By: Connie Rosemont (Only Organic)
The best summer read this year for many of us in the organic community might just have been the study led by Great Britain’s Newcastle University and published in the British Journal of Nutrition.
This important, peer-reviewed report looked at 343 previous studies on the compositional differences between crops grown organically and conventionally and concluded that organic crops had significantly higher levels of antioxidants and phenolic compounds. That’s important because these components are known to help prevent coronary heart disease, stroke, certain cancers and other diseases triggered by oxidative damage.
The results were extremely clear and also well-reported. Yet some of us wanted to know more. WHY do organic fruits and vegetables have more antioxidants and phenolic compounds than conventional crops?
Chuck Benbrook of Washington State University, a co-author of the Newcastle study, offered some possible explanations during a recent Food Tank webinar:
— It’s all about plant versus pest. Organic farmers cultivate hardy, pest-resistant crops in the first place. When these plants use their own defenses to fight bugs, they crank up their production of phenolic responses. In turn, this response causes the plant to produce more healthful antioxidants.

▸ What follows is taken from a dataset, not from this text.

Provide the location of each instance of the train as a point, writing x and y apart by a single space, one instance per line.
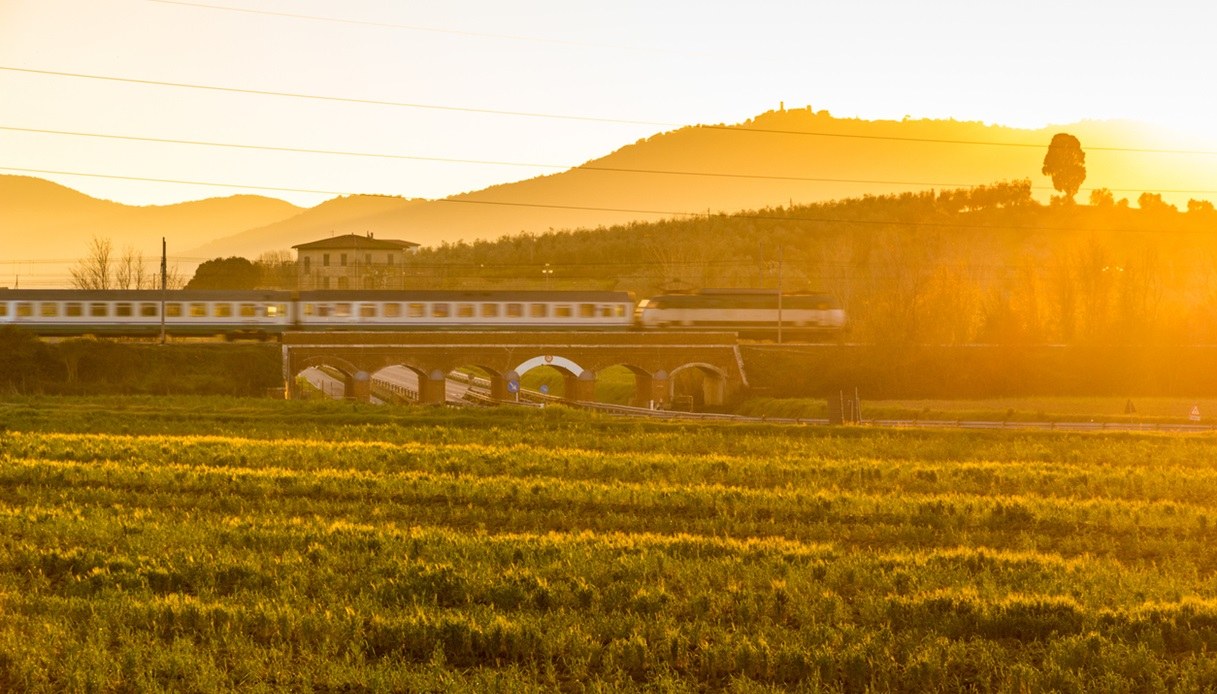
269 313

— Less nitrogen use: For cost reasons, organic farmers are much more careful and selective in spreading nitrogen fertilizers than conventional farmers, who almost always wind up with least 25 percent more nitrogen than needed on their fields. Plants convert excess nitrogen to simple carbohydrates and simple sugars. When you give a plant more nitrogen than it needs, it gins up its production of sugars and yields larger fruit that contains more water. More sugar and water in a fruit or vegetable means fewer phenolic acids, antioxidants and vitamins. Bite for bite, when you eat more sugar and water, you’re getting less of the stuff that is shown to help the body reduce its risk of cancer and cardiovascular disease.
So this study is good news AND shows that there is enough quantitative data out there to make it worthwhile to invest more effort in organic agriculture research and even long-term animal and human health studies.